Prédication pour le 5ème dimanche de Carême

Par le pasteur Marcel MBENGA, EPUdF de Dijon, Beaune

Lecture de l’Evangile selon Jean 11, 1 – 45

 

1 Il y avait un homme malade, Lazare. Il était de Béthanie, le village de Marie et de sa soeur Marthe… 

3 Les deux soeurs envoyèrent quelqu'un dire à Jésus : « Seigneur, celui que tu aimes est malade. » 

4 Lorsque Jésus apprit cette nouvelle, il dit : « La maladie de Lazare ne conduit pas à la mort.»

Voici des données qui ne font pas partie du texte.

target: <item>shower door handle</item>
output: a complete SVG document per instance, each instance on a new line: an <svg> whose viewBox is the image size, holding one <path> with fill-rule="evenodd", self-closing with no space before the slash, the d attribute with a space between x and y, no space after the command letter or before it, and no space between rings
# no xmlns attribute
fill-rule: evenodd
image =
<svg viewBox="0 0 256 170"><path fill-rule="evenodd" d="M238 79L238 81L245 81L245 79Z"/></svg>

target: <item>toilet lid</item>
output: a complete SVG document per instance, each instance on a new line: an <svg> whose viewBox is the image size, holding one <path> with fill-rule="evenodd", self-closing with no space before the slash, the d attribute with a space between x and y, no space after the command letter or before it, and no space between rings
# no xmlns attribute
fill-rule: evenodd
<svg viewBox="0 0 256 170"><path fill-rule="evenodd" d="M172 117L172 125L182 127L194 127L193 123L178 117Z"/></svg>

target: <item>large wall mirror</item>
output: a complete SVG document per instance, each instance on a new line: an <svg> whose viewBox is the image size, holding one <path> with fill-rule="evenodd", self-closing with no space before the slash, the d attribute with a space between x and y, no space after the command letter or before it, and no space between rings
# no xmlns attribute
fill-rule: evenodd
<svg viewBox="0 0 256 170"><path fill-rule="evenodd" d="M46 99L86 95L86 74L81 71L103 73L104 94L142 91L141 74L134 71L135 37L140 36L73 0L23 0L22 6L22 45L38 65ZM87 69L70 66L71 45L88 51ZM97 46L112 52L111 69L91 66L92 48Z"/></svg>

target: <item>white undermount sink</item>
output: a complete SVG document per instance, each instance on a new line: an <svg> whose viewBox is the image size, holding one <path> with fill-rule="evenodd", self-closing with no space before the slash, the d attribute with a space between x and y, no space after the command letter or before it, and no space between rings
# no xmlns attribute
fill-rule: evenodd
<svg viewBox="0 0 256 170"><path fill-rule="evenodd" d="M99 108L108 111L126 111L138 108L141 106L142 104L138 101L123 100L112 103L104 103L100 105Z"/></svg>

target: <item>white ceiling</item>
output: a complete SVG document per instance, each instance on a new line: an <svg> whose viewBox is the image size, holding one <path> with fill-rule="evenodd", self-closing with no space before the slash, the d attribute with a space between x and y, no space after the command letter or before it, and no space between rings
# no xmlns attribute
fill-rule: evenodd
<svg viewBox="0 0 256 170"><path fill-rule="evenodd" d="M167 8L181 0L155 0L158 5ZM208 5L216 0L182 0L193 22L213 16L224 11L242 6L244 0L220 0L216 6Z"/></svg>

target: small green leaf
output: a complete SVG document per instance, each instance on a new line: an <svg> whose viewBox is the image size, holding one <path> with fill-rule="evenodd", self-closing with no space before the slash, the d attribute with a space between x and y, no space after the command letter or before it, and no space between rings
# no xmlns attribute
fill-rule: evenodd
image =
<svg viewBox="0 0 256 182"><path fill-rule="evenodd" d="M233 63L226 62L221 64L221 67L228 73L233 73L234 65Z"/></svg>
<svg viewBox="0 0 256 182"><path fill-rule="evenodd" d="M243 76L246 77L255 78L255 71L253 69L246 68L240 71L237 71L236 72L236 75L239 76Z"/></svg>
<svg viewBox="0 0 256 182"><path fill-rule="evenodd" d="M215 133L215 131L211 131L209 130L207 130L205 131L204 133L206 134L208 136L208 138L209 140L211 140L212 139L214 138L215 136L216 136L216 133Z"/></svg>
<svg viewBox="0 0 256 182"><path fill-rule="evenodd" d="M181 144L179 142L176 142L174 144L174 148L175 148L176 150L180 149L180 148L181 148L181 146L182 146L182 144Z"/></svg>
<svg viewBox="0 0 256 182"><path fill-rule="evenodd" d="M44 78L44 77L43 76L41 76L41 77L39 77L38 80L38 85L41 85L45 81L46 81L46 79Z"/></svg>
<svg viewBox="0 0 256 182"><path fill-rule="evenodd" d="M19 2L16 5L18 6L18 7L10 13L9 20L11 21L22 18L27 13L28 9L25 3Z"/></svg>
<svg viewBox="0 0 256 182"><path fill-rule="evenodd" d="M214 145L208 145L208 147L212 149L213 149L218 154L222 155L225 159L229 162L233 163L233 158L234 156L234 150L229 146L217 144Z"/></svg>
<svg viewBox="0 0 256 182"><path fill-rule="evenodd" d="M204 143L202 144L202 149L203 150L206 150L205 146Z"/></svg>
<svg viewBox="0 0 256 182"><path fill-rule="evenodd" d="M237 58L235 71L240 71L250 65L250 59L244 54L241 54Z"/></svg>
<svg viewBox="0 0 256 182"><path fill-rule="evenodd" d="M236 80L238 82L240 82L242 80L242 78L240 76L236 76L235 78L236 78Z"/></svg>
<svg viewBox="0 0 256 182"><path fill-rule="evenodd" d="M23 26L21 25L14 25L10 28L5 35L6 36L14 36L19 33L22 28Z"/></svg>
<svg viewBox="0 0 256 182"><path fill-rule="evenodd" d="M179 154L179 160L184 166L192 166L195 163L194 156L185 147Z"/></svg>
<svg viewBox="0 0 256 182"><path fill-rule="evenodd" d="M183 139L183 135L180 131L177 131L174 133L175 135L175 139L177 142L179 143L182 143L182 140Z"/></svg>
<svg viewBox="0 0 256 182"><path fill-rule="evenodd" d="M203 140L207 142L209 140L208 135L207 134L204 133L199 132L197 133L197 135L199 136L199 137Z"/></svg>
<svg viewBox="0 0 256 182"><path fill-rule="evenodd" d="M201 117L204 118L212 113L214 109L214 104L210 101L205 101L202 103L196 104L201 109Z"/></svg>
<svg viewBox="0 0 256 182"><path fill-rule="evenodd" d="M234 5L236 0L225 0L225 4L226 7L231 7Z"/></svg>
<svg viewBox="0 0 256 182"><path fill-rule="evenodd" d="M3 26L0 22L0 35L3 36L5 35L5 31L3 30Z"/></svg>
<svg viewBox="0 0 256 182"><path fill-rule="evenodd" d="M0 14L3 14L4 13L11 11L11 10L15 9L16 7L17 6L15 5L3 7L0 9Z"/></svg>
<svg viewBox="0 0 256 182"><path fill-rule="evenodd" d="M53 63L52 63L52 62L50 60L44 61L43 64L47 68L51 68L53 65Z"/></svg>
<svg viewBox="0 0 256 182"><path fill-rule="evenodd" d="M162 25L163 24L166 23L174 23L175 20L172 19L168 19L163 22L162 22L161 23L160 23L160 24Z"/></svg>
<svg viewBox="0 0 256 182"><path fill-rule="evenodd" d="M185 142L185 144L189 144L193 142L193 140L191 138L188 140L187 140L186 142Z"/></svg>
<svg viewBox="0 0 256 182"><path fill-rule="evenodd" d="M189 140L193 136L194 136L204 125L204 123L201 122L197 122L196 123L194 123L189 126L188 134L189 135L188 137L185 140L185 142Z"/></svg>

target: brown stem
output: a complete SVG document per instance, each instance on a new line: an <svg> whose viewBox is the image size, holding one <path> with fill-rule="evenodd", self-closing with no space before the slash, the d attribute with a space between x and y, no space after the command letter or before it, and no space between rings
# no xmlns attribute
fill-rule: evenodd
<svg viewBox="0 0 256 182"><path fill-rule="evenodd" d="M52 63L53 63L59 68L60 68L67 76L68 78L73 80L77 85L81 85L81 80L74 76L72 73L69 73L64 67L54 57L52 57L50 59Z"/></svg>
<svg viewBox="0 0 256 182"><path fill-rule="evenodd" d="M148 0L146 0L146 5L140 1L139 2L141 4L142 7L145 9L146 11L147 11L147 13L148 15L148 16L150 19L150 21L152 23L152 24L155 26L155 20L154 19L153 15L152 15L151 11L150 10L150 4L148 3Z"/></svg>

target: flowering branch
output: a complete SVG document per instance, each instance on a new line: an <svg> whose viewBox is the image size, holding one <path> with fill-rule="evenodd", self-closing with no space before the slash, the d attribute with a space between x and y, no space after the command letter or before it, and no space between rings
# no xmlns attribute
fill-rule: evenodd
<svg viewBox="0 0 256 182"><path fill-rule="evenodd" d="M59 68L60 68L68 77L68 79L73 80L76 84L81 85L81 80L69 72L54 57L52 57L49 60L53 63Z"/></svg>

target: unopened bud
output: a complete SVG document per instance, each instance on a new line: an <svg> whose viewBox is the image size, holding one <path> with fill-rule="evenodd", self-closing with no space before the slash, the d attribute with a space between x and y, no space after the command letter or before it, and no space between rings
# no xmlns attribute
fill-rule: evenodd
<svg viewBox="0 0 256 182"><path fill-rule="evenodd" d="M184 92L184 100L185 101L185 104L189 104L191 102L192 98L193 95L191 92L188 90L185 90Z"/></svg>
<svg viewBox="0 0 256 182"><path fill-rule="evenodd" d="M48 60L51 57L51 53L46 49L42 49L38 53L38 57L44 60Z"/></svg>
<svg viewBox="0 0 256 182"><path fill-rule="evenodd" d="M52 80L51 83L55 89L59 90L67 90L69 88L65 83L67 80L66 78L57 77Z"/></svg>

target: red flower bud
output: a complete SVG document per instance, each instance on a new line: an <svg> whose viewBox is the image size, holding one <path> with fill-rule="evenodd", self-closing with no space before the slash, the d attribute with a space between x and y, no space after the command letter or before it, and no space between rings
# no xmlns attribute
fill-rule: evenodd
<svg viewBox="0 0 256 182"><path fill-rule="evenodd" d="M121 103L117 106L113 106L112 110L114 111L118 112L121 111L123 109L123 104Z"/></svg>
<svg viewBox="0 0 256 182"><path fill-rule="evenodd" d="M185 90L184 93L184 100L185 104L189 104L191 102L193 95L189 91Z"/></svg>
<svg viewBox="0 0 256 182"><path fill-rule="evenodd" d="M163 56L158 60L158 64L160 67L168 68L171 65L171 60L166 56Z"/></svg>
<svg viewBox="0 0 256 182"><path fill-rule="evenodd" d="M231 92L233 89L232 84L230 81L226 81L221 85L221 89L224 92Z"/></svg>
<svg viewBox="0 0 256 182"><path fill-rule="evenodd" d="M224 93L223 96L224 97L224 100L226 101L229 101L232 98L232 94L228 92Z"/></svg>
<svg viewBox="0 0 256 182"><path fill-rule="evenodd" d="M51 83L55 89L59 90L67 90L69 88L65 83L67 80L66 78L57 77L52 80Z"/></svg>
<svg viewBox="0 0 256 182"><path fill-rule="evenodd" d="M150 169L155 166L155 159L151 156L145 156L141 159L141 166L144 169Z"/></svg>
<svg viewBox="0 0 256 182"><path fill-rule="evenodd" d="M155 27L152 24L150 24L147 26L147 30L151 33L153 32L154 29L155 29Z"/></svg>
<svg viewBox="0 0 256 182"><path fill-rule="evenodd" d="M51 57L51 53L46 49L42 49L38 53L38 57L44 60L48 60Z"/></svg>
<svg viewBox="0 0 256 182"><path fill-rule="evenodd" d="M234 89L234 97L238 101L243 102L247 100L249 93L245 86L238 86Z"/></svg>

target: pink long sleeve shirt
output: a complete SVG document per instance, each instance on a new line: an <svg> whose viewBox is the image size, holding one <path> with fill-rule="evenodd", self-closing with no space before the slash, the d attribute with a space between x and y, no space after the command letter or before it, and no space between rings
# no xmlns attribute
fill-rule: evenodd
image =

5 Jésus[…] resta encore deux jours à l'endroit où il se trouvait, 

7 puis il dit à ses disciples « Retournons en Judée. » […] 

11 Après avoir dit cela, Jésus ajouta : « Notre ami Lazare s'est endormi, mais je vais le réveiller. » 

12 Les disciples répondirent : « Seigneur, s'il s'est endormi, il guérira. » 

13 En fait, Jésus avait parlé de la mort de Lazare, mais les disciples pensaient qu'il parlait du sommeil ordinaire. 14 Jésus leur dit alors clairement : « Lazare est mort » […]

20 Quand Marthe apprit que Jésus arrivait, elle partit à sa rencontre […] 21 Marthe dit à Jésus : « Seigneur, si tu avais été là, mon frère ne serait pas mort ! […] 23 Jésus déclara : « Ton frère ressuscitera. » […]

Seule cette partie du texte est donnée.